For sake of completeness I will prove the statement in a more elementary way. Let's start by showing that $f^2$ is Riemann-integrable:
We know that $f:[a,b]\to \mathbb{R}$ is Riemann-integrable so it follows that $|f|$ is Riemann-integrable as well. It holds that $|f|^2=f^2$, so if $\int\limits_a^b f(x)^2dx $ exists then we have the equality $\int\limits_a^b |f(x)|^2dx =\int\limits_a^b f(x)^2dx$.

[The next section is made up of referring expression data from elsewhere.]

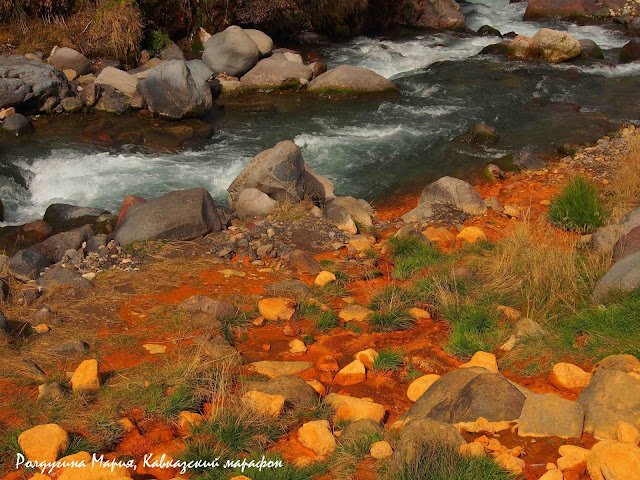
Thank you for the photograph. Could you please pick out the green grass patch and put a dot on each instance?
(440, 462)
(388, 360)
(578, 207)
(411, 255)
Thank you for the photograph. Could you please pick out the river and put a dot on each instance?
(372, 147)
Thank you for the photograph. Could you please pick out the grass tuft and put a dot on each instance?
(578, 207)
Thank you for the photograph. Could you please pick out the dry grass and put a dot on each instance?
(546, 275)
(623, 193)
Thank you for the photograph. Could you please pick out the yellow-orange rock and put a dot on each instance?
(43, 443)
(420, 385)
(351, 374)
(471, 235)
(567, 376)
(317, 436)
(86, 378)
(381, 450)
(264, 403)
(482, 359)
(323, 278)
(627, 433)
(367, 357)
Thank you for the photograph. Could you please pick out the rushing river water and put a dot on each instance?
(368, 147)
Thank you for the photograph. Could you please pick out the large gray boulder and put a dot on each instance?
(28, 84)
(447, 192)
(63, 216)
(66, 57)
(623, 276)
(27, 264)
(54, 247)
(611, 396)
(231, 51)
(296, 392)
(278, 172)
(276, 72)
(548, 415)
(418, 433)
(348, 79)
(466, 394)
(179, 215)
(178, 89)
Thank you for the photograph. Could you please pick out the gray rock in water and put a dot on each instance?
(610, 397)
(418, 433)
(66, 57)
(548, 415)
(278, 172)
(361, 429)
(62, 216)
(178, 89)
(54, 247)
(16, 123)
(447, 192)
(28, 84)
(348, 79)
(623, 276)
(179, 215)
(231, 51)
(296, 392)
(276, 72)
(63, 277)
(527, 160)
(251, 202)
(27, 264)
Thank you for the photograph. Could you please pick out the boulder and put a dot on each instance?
(566, 376)
(353, 408)
(417, 433)
(251, 202)
(28, 84)
(68, 58)
(54, 247)
(432, 14)
(62, 216)
(118, 79)
(63, 277)
(16, 124)
(262, 41)
(547, 415)
(348, 79)
(627, 244)
(278, 172)
(611, 460)
(623, 276)
(231, 51)
(275, 72)
(538, 9)
(43, 443)
(630, 52)
(27, 264)
(178, 89)
(296, 392)
(557, 46)
(611, 396)
(178, 215)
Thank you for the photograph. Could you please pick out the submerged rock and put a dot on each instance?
(179, 215)
(348, 79)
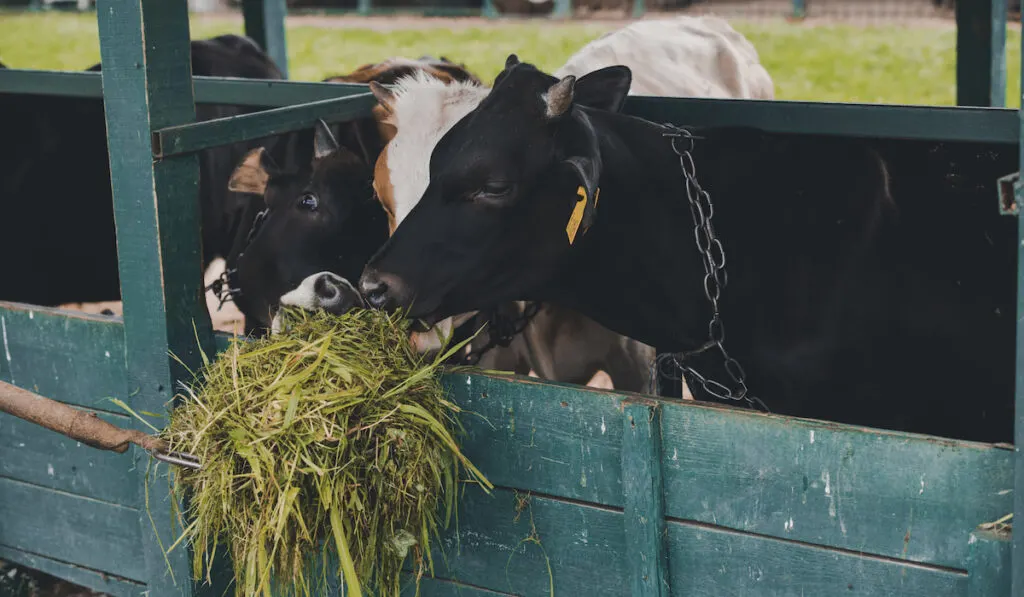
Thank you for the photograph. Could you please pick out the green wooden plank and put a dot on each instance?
(71, 528)
(890, 494)
(35, 455)
(551, 438)
(264, 22)
(181, 139)
(493, 548)
(1018, 539)
(989, 564)
(94, 580)
(646, 555)
(147, 86)
(848, 120)
(712, 562)
(72, 357)
(440, 588)
(224, 90)
(981, 52)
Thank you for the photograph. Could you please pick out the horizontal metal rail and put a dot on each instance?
(990, 125)
(881, 121)
(223, 90)
(197, 136)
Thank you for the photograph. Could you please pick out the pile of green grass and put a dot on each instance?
(331, 439)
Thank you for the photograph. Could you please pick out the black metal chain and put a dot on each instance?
(502, 330)
(715, 281)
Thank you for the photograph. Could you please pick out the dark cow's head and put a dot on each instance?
(513, 185)
(322, 218)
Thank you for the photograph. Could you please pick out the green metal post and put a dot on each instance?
(981, 52)
(147, 85)
(265, 23)
(643, 496)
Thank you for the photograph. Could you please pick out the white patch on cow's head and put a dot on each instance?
(305, 297)
(424, 109)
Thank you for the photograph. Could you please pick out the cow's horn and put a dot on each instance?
(558, 99)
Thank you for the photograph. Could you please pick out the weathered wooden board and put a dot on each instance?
(72, 357)
(890, 494)
(989, 564)
(100, 582)
(492, 549)
(438, 588)
(71, 528)
(744, 471)
(40, 457)
(712, 562)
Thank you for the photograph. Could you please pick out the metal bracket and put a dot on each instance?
(1011, 194)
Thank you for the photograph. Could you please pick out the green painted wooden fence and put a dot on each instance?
(620, 494)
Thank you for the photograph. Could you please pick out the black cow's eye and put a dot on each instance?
(494, 190)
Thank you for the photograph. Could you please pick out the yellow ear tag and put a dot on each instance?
(577, 216)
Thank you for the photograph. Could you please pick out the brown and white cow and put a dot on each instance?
(684, 56)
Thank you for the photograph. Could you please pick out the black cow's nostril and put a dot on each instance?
(325, 288)
(374, 290)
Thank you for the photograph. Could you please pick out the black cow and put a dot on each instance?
(318, 208)
(832, 303)
(56, 227)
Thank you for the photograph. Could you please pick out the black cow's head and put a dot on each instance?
(513, 186)
(321, 218)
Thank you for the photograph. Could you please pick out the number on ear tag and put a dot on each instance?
(577, 217)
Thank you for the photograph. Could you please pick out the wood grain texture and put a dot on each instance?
(889, 494)
(208, 89)
(646, 553)
(70, 528)
(94, 580)
(147, 86)
(989, 564)
(78, 359)
(40, 457)
(709, 562)
(176, 140)
(550, 438)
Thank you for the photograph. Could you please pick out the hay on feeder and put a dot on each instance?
(333, 438)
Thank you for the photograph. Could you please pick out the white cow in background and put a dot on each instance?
(684, 56)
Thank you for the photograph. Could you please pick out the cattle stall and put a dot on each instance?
(597, 493)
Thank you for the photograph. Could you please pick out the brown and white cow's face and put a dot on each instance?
(503, 182)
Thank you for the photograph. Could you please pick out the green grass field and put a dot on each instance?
(877, 65)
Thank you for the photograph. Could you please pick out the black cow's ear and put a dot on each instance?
(605, 88)
(324, 141)
(253, 173)
(583, 153)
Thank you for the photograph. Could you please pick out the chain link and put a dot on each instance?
(715, 280)
(502, 330)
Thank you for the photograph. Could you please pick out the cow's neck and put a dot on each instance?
(637, 269)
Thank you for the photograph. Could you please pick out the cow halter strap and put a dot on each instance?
(222, 286)
(713, 257)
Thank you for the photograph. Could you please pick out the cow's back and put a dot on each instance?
(684, 56)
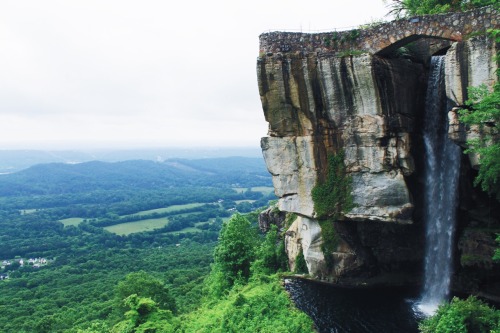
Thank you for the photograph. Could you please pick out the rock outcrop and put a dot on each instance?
(319, 102)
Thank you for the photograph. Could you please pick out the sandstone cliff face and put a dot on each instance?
(370, 107)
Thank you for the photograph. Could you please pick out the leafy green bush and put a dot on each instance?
(233, 255)
(331, 198)
(300, 264)
(423, 7)
(144, 285)
(334, 195)
(484, 111)
(270, 255)
(462, 316)
(257, 307)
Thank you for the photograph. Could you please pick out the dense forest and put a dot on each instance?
(85, 245)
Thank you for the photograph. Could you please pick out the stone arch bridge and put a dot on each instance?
(383, 38)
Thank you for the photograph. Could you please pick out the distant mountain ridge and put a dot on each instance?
(59, 178)
(16, 160)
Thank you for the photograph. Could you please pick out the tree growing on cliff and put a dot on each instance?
(233, 255)
(332, 197)
(484, 112)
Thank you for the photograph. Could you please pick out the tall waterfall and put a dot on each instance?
(441, 171)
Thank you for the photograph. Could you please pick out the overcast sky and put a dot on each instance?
(149, 73)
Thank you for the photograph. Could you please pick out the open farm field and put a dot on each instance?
(124, 229)
(74, 221)
(167, 209)
(265, 190)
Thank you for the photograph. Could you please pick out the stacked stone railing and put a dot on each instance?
(383, 37)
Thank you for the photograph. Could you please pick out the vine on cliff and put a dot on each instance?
(331, 198)
(484, 111)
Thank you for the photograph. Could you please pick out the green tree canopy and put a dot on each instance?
(144, 285)
(423, 7)
(236, 248)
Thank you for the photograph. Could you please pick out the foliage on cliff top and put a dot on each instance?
(484, 111)
(253, 303)
(402, 8)
(463, 316)
(260, 306)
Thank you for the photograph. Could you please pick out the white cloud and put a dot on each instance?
(122, 72)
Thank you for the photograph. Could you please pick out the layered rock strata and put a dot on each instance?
(370, 107)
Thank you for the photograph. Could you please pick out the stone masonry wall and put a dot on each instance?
(451, 26)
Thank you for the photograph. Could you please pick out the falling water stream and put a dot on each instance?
(442, 169)
(336, 310)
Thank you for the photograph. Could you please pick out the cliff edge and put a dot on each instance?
(361, 93)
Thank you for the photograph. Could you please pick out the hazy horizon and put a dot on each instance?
(134, 74)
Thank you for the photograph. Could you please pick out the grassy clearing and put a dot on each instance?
(183, 231)
(168, 209)
(265, 190)
(74, 221)
(128, 228)
(28, 211)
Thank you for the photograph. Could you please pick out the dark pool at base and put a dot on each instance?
(339, 310)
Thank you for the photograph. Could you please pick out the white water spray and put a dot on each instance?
(442, 172)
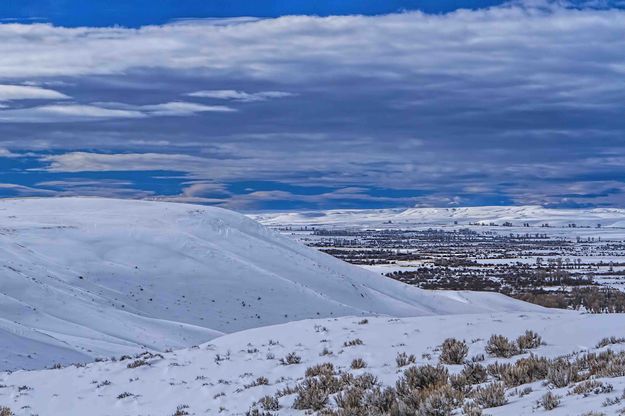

As $|f|$ is Riemann-integrable (and hence bounded) it follows that for an arbitrary $\epsilon>0$ there exists a partitition $P:=\{t_0,t_1\cdots, t_n\}$ of $[a,b]$ such that:
$$
\sum\limits_{i=1}^{n}(M_i-m_i)(t_i-t_{i-1})<\frac{\epsilon}{2\sup(|f|)},\\
\text{where } M_i:=\sup\{|f(x)|\mid x\in[t_{i-1},t_i]\}\\
\text{and } m_i:=\inf\{|f(x)|\mid x\in[t_{i-1},t_i]\}.
$$
Since $|f([a,b])|\geq 0$, we know that $\sup(|f|^2)=\sup(|f|)^2$ and $\inf(|f|^2)=\inf(|f|)^2$, respectively.
We use these results to give an upper bound of the difference of the Darboux-sums of $f^2$:
$$
\sum\limits_{i=1}^{n}(M'_i-m'_i)(t_i-t_{i-1})=\sum\limits_{i=1}^{n}(M_i^2-m_i^2)(t_i-t_{i-1})=\sum\limits_{i=1}^{n}(M_i-m_i)(M_i+m_i)(t_i-t_{i-1})\\ \leq 2\sup(|f|)\sum\limits_{i=1}^{n}(M_i-m_i)(t_i-t_{i-1})<2\sup(|f|)\frac{\epsilon}{2\sup(|f|)}=\epsilon\\
\text{where } M'_i:=\sup\{f(x)^2\mid x\in[t_{i-1},t_i]\}\\
\text{and } m'_i:=\inf\{f(x)^2\mid x\in[t_{i-1},t_i]\}.
$$
This shows that $f^2$ is Riemann-integrable. Applying the ordinary rules of Riemann-integrable functions (regarding addition of functions and multiplying factors) and the hint that $fg=\frac{1}{4}((f+g)^2-(f-g)^2)$ one immediately sees that $fg$ is Riemann-integrable.